A survival threat is being down more than 7% in a month and not knowing why. Ninety percent of our monthly returns are between +7% and -7%. If I can’t figure out what is wrong, then I have to reduce the exposure.
The number one risk factor for me is leverage. Our net exposure is usually less than that of a typical mutual fund.
Outcomes
Just because you made money doesn’t mean you were right, and just because you lost money doesn’t mean you were wrong. It is all a matter of probabilities.
A big mistake investors make is that they judge whether a decision was right based solely on the outcome. There is a lot of randomness in the outcome. The same set of conditions can lead to different outcomes.
Whether a trading decision was right or wrong is not a matter of whether you won or lost, but rather whether you would make the same decision all over again if faced with the same facts.
Stock picking
The general principle is that we look for future revenue generation that can be reasonably anticipated but that is not reflected by the current market price. This idea is probably the single most important concept in our stock selection process.
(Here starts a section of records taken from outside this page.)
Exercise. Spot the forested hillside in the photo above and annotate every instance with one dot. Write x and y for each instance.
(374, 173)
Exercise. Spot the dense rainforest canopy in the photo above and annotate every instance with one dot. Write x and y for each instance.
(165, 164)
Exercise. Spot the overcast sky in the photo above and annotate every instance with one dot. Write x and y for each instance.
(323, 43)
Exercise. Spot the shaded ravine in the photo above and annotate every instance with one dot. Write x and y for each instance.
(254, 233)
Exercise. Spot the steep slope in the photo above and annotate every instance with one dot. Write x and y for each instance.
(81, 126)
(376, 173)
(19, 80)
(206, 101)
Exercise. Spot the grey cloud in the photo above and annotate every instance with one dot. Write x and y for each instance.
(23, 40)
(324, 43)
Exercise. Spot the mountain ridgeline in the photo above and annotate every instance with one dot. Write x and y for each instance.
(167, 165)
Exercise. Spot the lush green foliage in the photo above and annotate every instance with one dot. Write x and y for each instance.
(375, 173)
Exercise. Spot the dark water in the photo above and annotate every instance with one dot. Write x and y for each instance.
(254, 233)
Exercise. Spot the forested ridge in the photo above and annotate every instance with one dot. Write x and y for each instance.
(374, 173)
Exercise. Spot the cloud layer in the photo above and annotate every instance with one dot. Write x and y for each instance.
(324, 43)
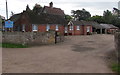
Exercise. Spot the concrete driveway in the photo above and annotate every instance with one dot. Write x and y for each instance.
(78, 54)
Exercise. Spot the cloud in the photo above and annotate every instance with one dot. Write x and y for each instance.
(93, 6)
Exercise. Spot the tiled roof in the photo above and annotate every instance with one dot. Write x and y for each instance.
(81, 22)
(53, 10)
(44, 18)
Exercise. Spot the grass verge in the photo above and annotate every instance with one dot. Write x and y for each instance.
(10, 45)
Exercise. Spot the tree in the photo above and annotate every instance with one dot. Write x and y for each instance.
(68, 17)
(37, 8)
(81, 14)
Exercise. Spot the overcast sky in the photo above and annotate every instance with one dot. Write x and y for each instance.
(95, 7)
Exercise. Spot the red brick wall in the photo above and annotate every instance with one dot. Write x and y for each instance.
(42, 28)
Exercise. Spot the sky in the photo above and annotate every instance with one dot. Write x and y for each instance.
(95, 7)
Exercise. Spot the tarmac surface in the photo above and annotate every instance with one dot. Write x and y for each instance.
(77, 54)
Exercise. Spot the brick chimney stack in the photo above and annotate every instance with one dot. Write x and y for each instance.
(51, 4)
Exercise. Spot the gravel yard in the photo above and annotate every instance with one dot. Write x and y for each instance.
(78, 54)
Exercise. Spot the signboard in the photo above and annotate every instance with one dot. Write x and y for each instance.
(8, 24)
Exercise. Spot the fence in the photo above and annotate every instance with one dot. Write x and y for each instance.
(117, 45)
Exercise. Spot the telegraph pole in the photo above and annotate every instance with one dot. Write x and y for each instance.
(6, 10)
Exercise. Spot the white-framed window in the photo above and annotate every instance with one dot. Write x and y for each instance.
(47, 27)
(34, 27)
(57, 28)
(23, 27)
(88, 29)
(78, 27)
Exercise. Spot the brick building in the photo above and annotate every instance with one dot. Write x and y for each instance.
(78, 28)
(40, 19)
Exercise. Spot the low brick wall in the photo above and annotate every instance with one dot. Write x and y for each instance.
(30, 38)
(117, 45)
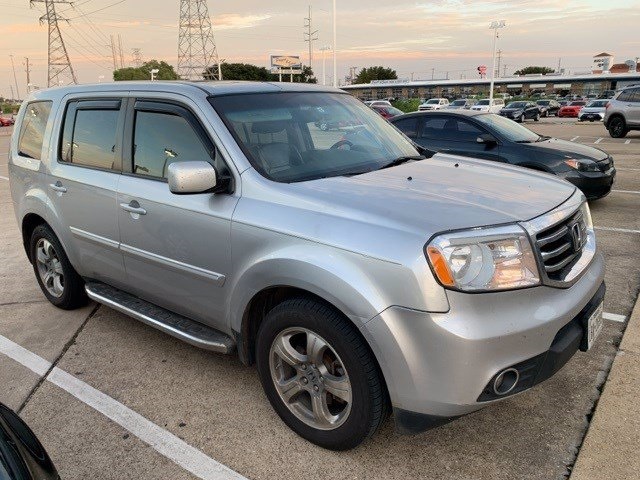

The source of the improvement can be new production, new technology, or an expected increase in asset values.
Claugus says that if a revenue source is more than a year away, the market will often fail to attach any value to it.
He also touched on stock behaviour during crashes and recoveries:
When the market sells off really hard, it is usually a matter of liquidity. There’s no place to hide; people sell everything because they have to, not because they want to.
The reverse rarely happens on the upside. People don’t run out and buy everything. There are always some stocks that are going down.
Macro
We track a number of basic indicators to get a feel for the real economy: rail traffic, truck traffic, load factors on airlines, RevPAR [revenue per available room] for hotels, construction and housing starts.
But if you look at the budget and trade deficits and government spending, the situation is out of control. We clearly need to rein in government spending, and when that happens, it is likely to slow the economy.
The Western world has a huge debt problem and is managing it very poorly.
Conclusions
Claugus is yet another guru that I hadn’t heard of before his interview, which I really enjoyed.
Schwager says the key lesson here is:
Vary exposure based on opportunity.
Sounds good to me, and Claugus was pretty open about how he sizes overall exposure.
Another key takeaway is not to judge decisions on their outcomes.
- You can be right for the wrong reasons, and unlucky even if you did everything right.
- You need to stick with your system.
I also liked the look of Claugus’s Even Knievel stock screen, and I might try to build something similar in the future.